Biri Cami bahçesindekilere saldırıyor. Bir diğeri Havalimanındakilere…
Biri çarşıdaki insanları hedef alıyor, biri otobüs durağındakileri…
Birinin arkasından PKK, öbürünün arkasından IŞİD çıkıyor olsa da arkalarındaki güç Irkçı Emperyalizm ve ona bilerek veya bazı çıkarları için bilmeyerek destek olanlardır.
Adı ne olursa olsun, saldırı şekilleri, zamanlamaları, yöntemleri, hedefleri dikkate alındığında hepsinin aynı üst akıldan beslendiği, aynı merkezden talimat aldığı anlaşılıyor.
Bu üst aklı görmeden ve terör yoluyla Türkiye’ye yön vermeye çalışan küresel güçlere karşı gereken tedbirleri alınmadan terörü önlemek mümkün değildir.
Plan bellidir. Daha önce Irak’da, Libya’da ve Suriye’de oynanan kanlı oyun, şimdi de terör yoluyla Türkiye’de oynanmaktadır.
Bu saldırıların arkasında, Türkiye’yi bir Irak, bir Libya, bir Suriye haline getirme çabaları vardır.
Aziz milletimiz en zor dönemlerde, en zor badireleri atlatmıştır. Bu karanlık dönemde, teröre karşı ve Türkiye’yi bölmeye çalışan dış düşmanlara karşı tek millet halinde karşı koymaya çalışmak milli bir görevdir.
Bu demek değildir ki iktidarı yaptığı yanlışlıklardan dolayı ikaz etme sorumluluğumuzdan vazgeçeceğiz.
Türkiye’nin bir Irak, bir Suriye olmasını önlemek için kısır kavgaları bir kenara bırakmalıyız.
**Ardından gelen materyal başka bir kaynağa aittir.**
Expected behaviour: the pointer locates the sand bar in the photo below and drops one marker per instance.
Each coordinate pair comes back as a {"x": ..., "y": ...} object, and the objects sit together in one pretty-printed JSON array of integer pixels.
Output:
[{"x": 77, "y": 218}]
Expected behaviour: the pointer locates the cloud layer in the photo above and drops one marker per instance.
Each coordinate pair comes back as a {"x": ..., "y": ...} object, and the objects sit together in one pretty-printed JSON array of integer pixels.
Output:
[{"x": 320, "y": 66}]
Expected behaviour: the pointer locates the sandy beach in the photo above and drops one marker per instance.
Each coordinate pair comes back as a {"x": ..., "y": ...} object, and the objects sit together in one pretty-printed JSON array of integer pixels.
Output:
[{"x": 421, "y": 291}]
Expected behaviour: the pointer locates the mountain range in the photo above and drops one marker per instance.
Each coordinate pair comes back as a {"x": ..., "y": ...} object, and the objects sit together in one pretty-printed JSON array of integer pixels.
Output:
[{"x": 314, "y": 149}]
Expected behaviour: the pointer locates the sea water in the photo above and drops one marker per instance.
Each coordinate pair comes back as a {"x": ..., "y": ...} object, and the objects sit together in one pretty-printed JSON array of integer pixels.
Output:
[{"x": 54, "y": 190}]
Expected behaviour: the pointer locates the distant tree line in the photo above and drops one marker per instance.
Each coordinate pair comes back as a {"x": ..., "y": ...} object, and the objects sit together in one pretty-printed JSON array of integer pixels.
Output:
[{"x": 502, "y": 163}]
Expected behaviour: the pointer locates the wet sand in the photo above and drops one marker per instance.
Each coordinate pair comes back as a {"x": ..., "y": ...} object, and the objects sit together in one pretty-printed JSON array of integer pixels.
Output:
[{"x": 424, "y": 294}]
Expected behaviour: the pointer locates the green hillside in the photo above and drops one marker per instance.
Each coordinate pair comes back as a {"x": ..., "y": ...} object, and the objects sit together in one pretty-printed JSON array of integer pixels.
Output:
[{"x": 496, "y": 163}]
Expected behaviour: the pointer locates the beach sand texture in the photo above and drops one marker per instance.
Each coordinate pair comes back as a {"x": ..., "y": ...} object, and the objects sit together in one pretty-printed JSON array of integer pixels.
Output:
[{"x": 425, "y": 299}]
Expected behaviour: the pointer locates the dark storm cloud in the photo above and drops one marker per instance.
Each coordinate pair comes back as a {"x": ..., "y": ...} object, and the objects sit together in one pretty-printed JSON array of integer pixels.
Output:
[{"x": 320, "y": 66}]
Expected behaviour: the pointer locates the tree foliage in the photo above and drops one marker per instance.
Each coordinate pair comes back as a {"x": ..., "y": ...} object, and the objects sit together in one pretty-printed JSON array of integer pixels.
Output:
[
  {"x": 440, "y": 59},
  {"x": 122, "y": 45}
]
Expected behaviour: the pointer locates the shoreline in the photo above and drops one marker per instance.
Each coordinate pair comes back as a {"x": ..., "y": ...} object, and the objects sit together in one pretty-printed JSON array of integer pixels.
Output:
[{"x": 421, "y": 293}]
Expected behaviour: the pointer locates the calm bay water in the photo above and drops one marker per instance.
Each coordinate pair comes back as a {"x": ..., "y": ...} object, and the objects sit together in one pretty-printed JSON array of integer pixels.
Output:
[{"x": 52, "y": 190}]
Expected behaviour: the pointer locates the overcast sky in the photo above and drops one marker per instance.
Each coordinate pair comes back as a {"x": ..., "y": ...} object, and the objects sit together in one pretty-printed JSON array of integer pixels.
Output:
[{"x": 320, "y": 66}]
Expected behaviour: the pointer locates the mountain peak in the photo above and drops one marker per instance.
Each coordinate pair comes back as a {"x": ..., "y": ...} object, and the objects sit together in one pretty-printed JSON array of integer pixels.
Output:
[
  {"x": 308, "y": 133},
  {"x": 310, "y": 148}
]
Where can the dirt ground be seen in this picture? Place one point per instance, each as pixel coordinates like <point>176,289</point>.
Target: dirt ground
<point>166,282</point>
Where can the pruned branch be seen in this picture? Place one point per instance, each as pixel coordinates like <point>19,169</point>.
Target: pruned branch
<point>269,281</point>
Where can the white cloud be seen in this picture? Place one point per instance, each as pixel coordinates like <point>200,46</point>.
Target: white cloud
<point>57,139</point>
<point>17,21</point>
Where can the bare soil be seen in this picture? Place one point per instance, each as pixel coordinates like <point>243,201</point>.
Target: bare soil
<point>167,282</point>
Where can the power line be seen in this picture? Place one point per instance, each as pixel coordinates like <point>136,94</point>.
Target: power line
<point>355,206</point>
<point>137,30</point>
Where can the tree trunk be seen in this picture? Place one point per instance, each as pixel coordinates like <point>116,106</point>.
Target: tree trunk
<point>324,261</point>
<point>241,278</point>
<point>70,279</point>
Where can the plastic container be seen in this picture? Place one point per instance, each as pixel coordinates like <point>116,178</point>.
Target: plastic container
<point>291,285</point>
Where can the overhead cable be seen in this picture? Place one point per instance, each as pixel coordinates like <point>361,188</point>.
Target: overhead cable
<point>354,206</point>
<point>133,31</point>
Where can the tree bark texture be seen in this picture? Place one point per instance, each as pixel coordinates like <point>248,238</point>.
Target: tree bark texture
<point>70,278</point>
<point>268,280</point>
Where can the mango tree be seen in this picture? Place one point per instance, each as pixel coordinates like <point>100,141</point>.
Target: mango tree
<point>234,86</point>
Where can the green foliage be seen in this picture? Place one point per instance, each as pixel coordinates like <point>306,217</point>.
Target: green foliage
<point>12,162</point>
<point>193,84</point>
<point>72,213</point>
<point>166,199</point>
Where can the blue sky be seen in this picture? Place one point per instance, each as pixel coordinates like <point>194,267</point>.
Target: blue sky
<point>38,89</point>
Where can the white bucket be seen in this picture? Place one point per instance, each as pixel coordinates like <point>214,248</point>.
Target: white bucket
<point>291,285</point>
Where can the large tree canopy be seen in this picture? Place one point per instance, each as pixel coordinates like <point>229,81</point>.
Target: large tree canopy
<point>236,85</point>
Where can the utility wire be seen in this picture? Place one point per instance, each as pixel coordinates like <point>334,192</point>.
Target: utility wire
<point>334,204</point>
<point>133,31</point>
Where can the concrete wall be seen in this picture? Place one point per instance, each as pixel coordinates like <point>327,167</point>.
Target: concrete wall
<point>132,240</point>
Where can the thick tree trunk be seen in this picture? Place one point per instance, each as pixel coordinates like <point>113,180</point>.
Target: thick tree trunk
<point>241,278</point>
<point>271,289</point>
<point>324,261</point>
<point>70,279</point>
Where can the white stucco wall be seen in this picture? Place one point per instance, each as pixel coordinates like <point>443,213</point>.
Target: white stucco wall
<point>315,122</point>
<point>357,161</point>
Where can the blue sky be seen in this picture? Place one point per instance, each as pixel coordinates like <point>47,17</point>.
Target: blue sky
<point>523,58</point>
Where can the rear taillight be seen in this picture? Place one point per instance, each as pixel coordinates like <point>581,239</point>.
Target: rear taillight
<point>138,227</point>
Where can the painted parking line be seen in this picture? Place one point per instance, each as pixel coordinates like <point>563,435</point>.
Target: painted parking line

Ülkenin birlik ve beraberliğini, barış ve huzurunu sağlamak için asgarî müştereklerde bir araya gelmenin yollarını aramalıyız.
Milletçe asalet, ferasete ve basirete uygun bir duruş ortaya koyarak, bir an evvel bu karanlık günleri geride bırakacak adımları atmalıyız.
Biz Saadet Partisi olarak bu konuda üzerimize düşeni yapmaya hazırız.
Cenab-ı Allah milletimizi her türlü acıdan, felâketten korusun.